The amphioxus Hairy family: differential fate after duplication


Carolina Minguillón, Senda Jiménez-Delgado, Georgia Panopoulou, and Jordi Garcia-Fernàndez*
* Author for correspondence (e-mail: jgarcia{at}bio.ub.es)

Vertebrate Hairy genes are highly pleiotropic and have been implicated in numerous functions, such as somitogenesis, neurogenesis and endocrine tissue development. In order to gain insight into the timing of acquisition of these roles by the Hairy subfamily, we have cloned and studied the expression pattern of the Hairy gene(s) in amphioxus. The cephalochordate amphioxus is widely believed to be the living invertebrate more closely related to vertebrates, the genome of which has not undergone the massive gene duplications that took place early during vertebrate evolution. Surprisingly, we have isolated eight Hairy genes from the 'pre-duplicative' amphioxus genome. In situ hybridisation on amphioxus embryos showed that Hairy genes had experienced a process of subfunctionalisation that is predicted in the DDC model (for duplication-degeneration-complementation). Only the summation of four out of the eight Amphi-Hairy genes expression resembles the expression pattern of vertebrate Hairy genes, i.e. in the central nervous system, presomitic mesoderm, somites, notochord and gut. In addition, Amphi-Hairy genes expression suggest that amphioxus early somites are molecularly prefigured in an anteroposterior sequence in the dorsolateral wall of the archenteron, and the presence of a midbrain/hindbrain boundary.

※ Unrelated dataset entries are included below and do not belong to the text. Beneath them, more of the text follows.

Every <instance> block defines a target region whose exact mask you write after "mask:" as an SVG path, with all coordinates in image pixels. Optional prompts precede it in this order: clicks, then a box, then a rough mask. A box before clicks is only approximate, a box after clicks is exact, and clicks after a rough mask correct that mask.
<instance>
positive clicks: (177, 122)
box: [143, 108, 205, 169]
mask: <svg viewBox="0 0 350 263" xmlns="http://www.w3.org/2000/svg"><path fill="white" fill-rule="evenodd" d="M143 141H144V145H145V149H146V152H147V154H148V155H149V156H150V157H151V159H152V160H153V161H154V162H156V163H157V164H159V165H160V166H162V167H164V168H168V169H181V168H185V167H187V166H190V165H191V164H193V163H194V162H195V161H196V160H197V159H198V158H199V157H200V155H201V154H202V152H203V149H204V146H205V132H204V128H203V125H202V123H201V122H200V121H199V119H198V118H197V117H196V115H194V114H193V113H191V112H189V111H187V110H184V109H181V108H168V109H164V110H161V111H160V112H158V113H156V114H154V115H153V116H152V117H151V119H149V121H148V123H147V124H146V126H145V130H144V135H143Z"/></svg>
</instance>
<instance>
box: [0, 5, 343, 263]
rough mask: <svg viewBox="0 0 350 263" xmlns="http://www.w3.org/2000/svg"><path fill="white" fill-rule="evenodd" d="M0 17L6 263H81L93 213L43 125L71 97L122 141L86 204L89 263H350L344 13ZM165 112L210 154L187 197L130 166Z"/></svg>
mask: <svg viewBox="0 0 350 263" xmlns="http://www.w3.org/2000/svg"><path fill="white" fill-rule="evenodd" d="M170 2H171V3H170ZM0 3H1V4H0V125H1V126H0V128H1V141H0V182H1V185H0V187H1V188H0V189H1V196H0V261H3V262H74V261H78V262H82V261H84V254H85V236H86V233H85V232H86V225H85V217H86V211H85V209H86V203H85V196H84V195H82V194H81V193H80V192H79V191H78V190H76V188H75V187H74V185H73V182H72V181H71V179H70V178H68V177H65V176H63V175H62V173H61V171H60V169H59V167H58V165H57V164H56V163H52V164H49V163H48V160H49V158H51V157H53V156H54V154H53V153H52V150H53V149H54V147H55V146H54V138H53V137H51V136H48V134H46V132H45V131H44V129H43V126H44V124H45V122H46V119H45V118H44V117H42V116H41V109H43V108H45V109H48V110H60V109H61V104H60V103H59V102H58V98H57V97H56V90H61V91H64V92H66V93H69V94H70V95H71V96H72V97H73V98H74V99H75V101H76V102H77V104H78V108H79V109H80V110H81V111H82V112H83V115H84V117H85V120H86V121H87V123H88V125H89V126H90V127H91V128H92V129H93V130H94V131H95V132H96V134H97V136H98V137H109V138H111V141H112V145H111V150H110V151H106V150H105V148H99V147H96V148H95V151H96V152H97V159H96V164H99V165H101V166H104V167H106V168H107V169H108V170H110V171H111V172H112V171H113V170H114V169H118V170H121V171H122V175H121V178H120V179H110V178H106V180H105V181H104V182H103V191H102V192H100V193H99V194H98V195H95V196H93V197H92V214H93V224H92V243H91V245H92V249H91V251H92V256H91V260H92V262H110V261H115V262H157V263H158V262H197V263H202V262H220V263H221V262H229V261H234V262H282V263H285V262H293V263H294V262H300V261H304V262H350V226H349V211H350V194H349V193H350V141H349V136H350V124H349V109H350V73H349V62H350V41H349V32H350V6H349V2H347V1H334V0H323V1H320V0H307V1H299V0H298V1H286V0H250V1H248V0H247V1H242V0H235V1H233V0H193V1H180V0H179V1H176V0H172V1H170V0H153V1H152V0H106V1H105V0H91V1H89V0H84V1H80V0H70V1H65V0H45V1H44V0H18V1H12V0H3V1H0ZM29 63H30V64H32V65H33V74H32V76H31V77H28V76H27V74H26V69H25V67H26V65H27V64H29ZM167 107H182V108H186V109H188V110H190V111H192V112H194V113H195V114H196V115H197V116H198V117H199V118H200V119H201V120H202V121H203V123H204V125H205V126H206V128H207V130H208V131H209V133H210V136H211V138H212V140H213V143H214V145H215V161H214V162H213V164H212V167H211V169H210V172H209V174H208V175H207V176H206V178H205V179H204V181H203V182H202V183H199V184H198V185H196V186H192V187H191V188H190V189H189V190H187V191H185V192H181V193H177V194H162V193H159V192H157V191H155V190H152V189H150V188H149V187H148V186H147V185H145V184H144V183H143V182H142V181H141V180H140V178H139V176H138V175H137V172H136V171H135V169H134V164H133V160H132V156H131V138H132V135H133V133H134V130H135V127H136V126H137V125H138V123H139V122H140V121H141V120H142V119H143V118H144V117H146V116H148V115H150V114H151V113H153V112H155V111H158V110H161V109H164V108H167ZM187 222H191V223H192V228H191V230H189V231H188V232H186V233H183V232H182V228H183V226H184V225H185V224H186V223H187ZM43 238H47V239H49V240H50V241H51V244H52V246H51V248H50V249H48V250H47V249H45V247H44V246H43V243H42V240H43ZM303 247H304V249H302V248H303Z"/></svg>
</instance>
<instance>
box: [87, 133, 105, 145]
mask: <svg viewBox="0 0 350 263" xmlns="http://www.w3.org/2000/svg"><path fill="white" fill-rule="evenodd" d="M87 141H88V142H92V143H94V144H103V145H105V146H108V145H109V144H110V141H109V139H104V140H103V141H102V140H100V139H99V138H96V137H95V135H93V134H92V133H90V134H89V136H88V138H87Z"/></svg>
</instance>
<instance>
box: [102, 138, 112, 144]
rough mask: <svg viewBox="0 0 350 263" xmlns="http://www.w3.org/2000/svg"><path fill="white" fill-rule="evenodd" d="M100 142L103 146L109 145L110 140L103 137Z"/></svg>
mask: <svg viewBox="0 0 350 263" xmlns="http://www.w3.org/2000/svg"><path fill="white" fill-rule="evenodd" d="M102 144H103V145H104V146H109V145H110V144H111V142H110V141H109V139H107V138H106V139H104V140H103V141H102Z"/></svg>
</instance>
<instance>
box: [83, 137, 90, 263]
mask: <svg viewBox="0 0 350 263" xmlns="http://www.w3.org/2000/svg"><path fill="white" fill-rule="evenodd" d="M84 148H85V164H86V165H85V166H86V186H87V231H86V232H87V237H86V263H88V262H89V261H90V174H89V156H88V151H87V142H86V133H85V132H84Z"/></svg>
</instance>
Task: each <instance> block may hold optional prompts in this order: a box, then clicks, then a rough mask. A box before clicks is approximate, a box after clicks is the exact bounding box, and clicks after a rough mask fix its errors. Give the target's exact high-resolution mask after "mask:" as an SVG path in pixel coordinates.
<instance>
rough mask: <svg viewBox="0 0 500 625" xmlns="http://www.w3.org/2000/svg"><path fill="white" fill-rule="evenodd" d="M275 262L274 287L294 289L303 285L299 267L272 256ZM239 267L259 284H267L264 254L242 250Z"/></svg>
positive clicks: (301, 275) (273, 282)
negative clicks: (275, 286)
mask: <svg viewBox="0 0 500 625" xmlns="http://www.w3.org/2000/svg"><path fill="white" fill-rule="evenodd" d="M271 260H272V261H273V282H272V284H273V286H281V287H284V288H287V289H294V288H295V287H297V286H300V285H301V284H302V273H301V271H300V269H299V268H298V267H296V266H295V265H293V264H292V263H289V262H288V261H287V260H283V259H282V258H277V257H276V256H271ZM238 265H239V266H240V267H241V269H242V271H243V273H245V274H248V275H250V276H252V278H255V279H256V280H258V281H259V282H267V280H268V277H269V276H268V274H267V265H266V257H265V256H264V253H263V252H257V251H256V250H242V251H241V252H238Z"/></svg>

The expansion of the amphioxus Hairy subfamily request for caution when deducing the evolutionary history of a gene family in chordates based in the singularity of the amphioxus genome. Amphioxus may resemble the ancestor of the vertebrates, but it is not the ancestor, only its closest living relative, a privileged position that should not assume the freezing of its genome.